Don't go imagining the only thing going on in Singapore is the International Monetary Fund/World Bank meeting. There's also the Nescafe Gold Coffee and Visa Art Exhibition, part of their Million Smile Challenge. This was a show at the center of the Marina Center mall, including a stage and a set of posters and dioramas and enormous banners hanging from the ceiling. My imagination for what to do with coffee pretty much tops out at drinking it to be polite to the person who offered, or preferably, not drinking it, but the organizers -- with some help from an art board -- came up with a bunch of reasonably professionally-painted pictures, not to mention set up rows of tables for people to do their own coffee art. That's art made of dried coffee stains, effectively, and it added a pleasantly second-grade art project to it all.

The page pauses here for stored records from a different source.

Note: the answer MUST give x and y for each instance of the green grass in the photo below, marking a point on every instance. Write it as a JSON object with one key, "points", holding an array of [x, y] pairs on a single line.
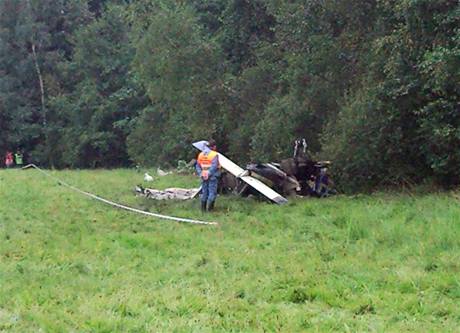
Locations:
{"points": [[380, 263]]}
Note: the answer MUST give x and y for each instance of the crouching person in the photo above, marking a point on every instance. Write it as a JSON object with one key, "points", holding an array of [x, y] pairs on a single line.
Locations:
{"points": [[207, 167]]}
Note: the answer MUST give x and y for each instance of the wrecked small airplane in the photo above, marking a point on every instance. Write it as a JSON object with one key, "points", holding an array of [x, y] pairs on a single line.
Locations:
{"points": [[299, 175]]}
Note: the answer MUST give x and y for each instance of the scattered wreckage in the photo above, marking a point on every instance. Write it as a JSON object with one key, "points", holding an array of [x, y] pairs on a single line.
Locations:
{"points": [[299, 175]]}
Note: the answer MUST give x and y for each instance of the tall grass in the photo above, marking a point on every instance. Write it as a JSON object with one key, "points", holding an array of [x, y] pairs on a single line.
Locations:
{"points": [[386, 262]]}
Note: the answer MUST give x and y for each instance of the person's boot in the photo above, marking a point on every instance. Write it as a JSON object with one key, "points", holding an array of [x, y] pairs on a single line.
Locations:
{"points": [[211, 206]]}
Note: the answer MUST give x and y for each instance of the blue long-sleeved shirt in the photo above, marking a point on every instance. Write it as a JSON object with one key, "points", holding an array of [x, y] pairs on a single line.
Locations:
{"points": [[214, 169]]}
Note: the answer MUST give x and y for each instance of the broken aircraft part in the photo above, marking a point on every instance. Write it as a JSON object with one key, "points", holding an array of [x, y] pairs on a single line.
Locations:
{"points": [[242, 174], [167, 194]]}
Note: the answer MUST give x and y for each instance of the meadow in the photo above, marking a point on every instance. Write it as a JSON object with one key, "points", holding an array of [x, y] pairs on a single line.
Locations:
{"points": [[386, 262]]}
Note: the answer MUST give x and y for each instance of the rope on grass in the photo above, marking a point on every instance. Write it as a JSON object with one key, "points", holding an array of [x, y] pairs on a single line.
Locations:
{"points": [[114, 204]]}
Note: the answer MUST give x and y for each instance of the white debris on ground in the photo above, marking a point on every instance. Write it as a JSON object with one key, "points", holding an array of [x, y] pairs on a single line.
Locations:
{"points": [[162, 173], [168, 194]]}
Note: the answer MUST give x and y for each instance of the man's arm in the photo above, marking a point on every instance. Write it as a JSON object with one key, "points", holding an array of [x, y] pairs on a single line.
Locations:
{"points": [[214, 166], [198, 168]]}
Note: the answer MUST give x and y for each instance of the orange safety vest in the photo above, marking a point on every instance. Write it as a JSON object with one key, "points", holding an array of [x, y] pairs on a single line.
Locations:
{"points": [[205, 161]]}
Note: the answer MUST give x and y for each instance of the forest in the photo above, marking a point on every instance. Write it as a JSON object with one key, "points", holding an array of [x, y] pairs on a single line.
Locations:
{"points": [[373, 85]]}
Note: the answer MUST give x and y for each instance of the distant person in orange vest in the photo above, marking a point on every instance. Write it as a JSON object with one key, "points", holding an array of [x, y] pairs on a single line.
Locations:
{"points": [[207, 167], [19, 159], [9, 161]]}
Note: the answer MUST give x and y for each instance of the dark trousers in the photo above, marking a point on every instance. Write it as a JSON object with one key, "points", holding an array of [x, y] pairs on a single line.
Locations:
{"points": [[209, 190]]}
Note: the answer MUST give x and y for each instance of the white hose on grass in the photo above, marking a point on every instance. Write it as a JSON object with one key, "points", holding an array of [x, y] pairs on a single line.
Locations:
{"points": [[114, 204]]}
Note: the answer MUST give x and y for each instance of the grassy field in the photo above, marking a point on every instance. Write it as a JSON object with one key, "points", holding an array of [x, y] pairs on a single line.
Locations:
{"points": [[380, 263]]}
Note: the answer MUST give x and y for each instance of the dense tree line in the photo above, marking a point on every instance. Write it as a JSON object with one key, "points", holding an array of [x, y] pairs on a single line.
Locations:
{"points": [[373, 85]]}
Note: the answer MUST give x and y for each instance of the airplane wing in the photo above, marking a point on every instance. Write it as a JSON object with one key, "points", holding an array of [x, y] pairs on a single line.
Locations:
{"points": [[240, 173]]}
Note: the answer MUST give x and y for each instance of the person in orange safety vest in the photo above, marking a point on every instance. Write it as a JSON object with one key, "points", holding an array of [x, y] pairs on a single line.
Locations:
{"points": [[208, 168]]}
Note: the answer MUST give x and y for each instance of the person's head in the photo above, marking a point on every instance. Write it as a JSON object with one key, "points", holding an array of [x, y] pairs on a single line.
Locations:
{"points": [[212, 144]]}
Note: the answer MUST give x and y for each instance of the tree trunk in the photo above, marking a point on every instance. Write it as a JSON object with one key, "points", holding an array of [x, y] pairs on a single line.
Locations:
{"points": [[42, 89]]}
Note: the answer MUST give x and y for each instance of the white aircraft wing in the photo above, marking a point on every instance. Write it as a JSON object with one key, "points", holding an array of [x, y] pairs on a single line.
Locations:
{"points": [[240, 173]]}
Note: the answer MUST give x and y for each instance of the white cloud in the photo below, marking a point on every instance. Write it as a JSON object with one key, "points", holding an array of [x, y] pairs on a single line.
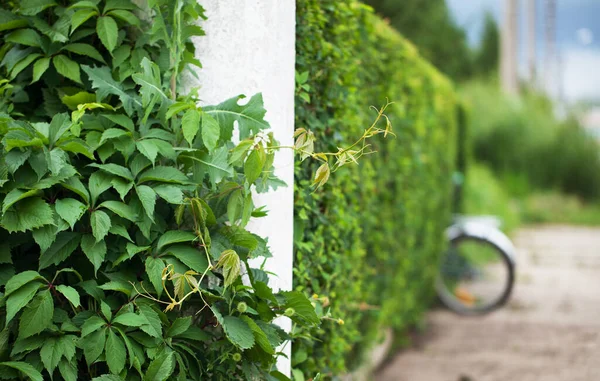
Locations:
{"points": [[581, 73]]}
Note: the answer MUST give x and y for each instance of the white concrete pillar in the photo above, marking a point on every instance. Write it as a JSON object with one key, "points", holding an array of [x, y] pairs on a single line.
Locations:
{"points": [[249, 47]]}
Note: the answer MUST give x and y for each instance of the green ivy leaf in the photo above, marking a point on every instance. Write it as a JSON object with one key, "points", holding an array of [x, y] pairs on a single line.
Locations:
{"points": [[27, 215], [259, 336], [39, 68], [70, 210], [304, 310], [94, 251], [169, 193], [19, 299], [80, 17], [92, 324], [99, 182], [163, 174], [24, 368], [108, 32], [129, 319], [27, 37], [64, 245], [254, 164], [70, 293], [21, 279], [121, 210], [152, 326], [161, 367], [37, 316], [84, 50], [115, 353], [104, 84], [93, 345], [154, 268], [179, 326], [100, 223], [67, 67]]}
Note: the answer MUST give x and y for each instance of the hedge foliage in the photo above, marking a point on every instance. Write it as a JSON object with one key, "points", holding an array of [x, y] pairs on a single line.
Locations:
{"points": [[368, 241]]}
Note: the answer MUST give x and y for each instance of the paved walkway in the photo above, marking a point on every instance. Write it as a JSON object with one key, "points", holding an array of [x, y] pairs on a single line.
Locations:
{"points": [[549, 331]]}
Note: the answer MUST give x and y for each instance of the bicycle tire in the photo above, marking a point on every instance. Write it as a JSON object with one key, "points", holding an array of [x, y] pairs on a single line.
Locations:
{"points": [[501, 243]]}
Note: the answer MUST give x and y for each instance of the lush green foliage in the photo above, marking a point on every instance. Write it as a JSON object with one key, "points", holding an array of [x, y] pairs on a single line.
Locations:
{"points": [[528, 147], [124, 203], [430, 26], [367, 242]]}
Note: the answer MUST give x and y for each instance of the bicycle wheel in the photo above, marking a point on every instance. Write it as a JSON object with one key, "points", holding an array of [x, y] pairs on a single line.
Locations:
{"points": [[476, 273]]}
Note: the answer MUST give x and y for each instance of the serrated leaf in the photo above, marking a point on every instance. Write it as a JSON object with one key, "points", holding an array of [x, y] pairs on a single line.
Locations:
{"points": [[84, 50], [122, 186], [163, 174], [81, 97], [70, 293], [129, 319], [15, 159], [50, 353], [121, 210], [99, 182], [27, 215], [108, 32], [81, 16], [148, 148], [126, 16], [179, 326], [27, 37], [92, 324], [67, 67], [37, 316], [93, 345], [39, 68], [152, 326], [24, 368], [21, 279], [172, 237], [64, 245], [121, 120], [70, 210], [19, 299], [104, 84], [169, 193], [100, 223], [115, 353], [190, 124], [115, 169], [304, 310], [147, 197], [17, 195], [154, 269], [161, 367], [259, 336], [75, 185], [249, 117], [189, 256], [238, 332], [210, 132]]}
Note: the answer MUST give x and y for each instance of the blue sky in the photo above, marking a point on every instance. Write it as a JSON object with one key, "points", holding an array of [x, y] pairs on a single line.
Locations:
{"points": [[578, 39]]}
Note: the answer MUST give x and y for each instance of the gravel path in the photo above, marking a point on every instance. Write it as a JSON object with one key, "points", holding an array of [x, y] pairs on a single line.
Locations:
{"points": [[549, 331]]}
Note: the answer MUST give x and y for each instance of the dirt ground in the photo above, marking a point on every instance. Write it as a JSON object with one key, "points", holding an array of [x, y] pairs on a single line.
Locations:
{"points": [[549, 331]]}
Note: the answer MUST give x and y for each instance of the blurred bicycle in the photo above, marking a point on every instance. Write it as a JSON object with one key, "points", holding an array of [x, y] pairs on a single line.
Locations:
{"points": [[477, 272]]}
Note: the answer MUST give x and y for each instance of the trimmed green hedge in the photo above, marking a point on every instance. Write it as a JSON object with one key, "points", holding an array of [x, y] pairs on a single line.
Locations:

They were giving away free samples of coffee, but see above to figure whether I got one. Unfortunately there were no more slots available for the ``coffee spas'', at least not there, although there was a lucky draw from people could win ``return trips to a coffee spa in Bangkok,'' bringing to me awareness there was such a thing. One could also pick up coffee-related photographic ``souvernirs'' (well, nobody's perfect). Some of the souvenirs were just pictures of people on coffee mugs, although one odd side effect had a huge -- maybe ten feet tall -- foam-board replica of a coffee container, to which people were affixing passport-sized photos. Maybe it's part of the lucky draw. There were also coffee workshops; I really can't imagine talking about coffee for more than about ten minutes without exhausting the subject, and that's including an historical survey of coffee.
Really catching my eye was the variety of banners; one of them claimed ``Gyms only promise you a better figure'' -- with the last two words printed considerably larger, around 2,160 point (they are large banners) -- ``we promise a healthier, greater body.'' Even for low-calorie coffee that seems like a tall order.
Trivia: A paper delivered to the Faculty of Medicine of the University of Marseilles in 1679 connected coffee drinking to brain convulsions, paralysis, impotence, glandular disorders, and ``the most frightful emaciation''. Source: Tastes of Paradise, Wolfgang Schivelbush.
Currently Reading: Planets of Adventure, Murray Leinster.